In celebration of Earth Day’s 51st anniversary, CU Boulder Today explores 10 research-related discoveries that have the potential to positively change the way we live and soften humanity’s imprint on our precious planet.
We can reshape our streets
Reduced vehicle traffic in America’s cities amid the pandemic resulted in cleaner air, and once-busy streets became quiet. Some cities temporarily took urban streets back from cars, prioritizing pedestrians and bicycles. According to Kevin J. Krizek, professor of transport in the programs of Environmental Design and Environmental Studies, this sudden change shows us that there are positive ways that the pandemic could quickly reshape our streets and relationship to cars. Increasing and incentivizing transportation options for cyclists and pedestrians over cars could lead to safer streets and fewer carbon dioxide emissions.
Transit is charging ahead
There’s also exciting research advances being made in the realm of electric transit—and not just with the vehicles themselves. ASPIRE—Advancing Sustainability through Powered Infrastructure for Roadway Electrification—is a new center focused on developing infrastructure and systems that facilitate the widespread adoption of electric vehicles. Think electrified highways, optimally placed charging stations, data security and workforce development. CU Boulder will play a major role in this new center, headquartered at Utah State University.

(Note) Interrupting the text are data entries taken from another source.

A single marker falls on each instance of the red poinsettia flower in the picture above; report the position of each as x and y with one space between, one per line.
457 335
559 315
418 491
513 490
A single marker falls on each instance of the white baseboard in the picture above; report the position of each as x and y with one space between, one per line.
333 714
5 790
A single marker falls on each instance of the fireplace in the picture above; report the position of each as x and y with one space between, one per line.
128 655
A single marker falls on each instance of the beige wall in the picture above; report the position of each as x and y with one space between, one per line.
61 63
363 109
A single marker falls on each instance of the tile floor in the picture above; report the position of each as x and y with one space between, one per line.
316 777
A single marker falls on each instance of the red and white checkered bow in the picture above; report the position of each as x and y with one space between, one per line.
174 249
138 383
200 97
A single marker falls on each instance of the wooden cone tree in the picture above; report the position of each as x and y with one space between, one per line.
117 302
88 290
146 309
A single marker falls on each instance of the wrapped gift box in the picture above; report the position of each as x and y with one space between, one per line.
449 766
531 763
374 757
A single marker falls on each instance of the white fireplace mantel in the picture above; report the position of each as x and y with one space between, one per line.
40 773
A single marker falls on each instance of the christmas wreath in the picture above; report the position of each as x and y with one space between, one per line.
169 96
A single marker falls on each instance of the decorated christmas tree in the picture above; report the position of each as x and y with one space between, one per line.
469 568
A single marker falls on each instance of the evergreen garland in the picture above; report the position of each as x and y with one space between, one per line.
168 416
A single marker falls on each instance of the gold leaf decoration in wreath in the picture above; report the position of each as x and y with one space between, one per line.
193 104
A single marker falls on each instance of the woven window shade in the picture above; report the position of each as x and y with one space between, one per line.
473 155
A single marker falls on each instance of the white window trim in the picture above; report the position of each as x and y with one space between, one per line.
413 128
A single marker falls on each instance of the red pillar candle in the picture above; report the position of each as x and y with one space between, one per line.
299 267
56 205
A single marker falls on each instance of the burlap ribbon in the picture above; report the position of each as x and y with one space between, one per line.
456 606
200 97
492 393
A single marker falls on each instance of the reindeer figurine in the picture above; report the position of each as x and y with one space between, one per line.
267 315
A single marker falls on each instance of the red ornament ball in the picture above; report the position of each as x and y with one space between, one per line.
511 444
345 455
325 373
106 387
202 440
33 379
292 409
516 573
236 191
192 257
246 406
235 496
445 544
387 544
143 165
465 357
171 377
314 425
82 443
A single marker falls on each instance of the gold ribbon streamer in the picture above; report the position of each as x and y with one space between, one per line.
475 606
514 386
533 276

After water, concrete is the second most consumed material on Earth: 2 tons per person are manufactured each year. The production of cement alone—the powder that is used to make concrete—is responsible for about 8% of global carbon dioxide emissions. What if there was a way to drastically reduce cement and concrete emissions? CU Boulder researchers have discovered that a synthetic molecule based on natural antifreeze proteins minimizes freeze-thaw damage and increases the strength and durability of concrete, improving the longevity of new infrastructure and decreasing carbon emissions. In the face of climate change, Wil Srubar III, assistant professor of civil, environmental and architectural engineering, is creating solutions that will last a lifetime.

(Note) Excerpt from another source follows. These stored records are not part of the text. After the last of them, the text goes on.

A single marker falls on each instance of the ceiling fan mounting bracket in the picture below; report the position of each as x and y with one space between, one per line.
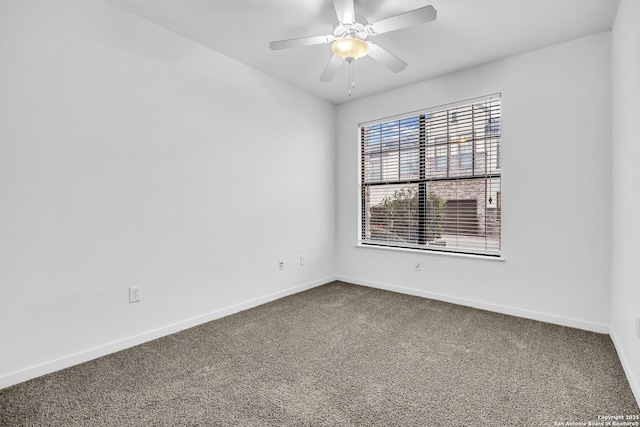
359 29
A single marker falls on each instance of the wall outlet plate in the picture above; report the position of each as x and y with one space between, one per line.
135 294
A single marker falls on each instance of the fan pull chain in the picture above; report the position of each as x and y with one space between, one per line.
352 75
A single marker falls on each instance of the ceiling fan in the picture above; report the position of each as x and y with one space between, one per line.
350 35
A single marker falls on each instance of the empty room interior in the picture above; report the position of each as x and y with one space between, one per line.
466 181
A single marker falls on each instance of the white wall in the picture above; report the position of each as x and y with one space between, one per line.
625 292
131 156
556 198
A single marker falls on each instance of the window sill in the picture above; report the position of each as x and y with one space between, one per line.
500 258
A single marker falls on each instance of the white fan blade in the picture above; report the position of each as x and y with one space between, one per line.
303 41
345 11
331 69
404 20
387 59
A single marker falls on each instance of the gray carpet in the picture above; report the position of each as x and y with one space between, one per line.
340 355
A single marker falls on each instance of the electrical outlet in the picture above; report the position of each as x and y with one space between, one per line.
134 294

What if your house could power itself even in the coldest of climates at high altitudes? That’s what a team of CU students set out to prove, and in the process, won first place in the 2021 U.S. Department of Energy Solar Decathlon Build Challenge. The CU Boulder “SPARC” house (Sustainability, Performance, Attainability, Resilience and Community) was designed and built to address the housing attainability crisis and construction challenges faced by mountain towns across the country. With its state-of-the-art energy efficiency systems, the SPARC house is already selling energy back to the local power grid—all while temperatures still drop below freezing at night and the new homeowners use it to charge their electric car.

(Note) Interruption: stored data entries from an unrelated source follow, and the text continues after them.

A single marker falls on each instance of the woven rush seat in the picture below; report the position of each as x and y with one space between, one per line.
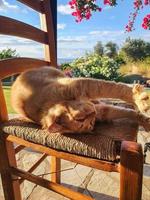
102 143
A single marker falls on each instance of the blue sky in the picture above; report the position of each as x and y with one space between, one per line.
74 39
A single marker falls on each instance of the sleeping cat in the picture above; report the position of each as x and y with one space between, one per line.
61 104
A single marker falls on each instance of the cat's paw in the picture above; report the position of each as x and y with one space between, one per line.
142 99
144 121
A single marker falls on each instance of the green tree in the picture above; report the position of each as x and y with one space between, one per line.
99 49
135 49
111 49
8 53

In the mountains west of Boulder, Colorado, a long-term trend of ecological improvement is appearing. Researchers have found that Niwot Ridge—a high alpine area of the Rocky Mountains, east of the Continental Divide—is slowly recovering from increased acidity caused by vehicle emissions in Colorado’s Front Range. This is good news for the wildlife and wildflowers of Rocky Mountain National Park to the north and for water quality in the Front Range. According to Jason Neff, director of the Sustainability Innovation Lab at Colorado (SILC), by controlling vehicle emissions, the places we value in Colorado are returning to how they used to be.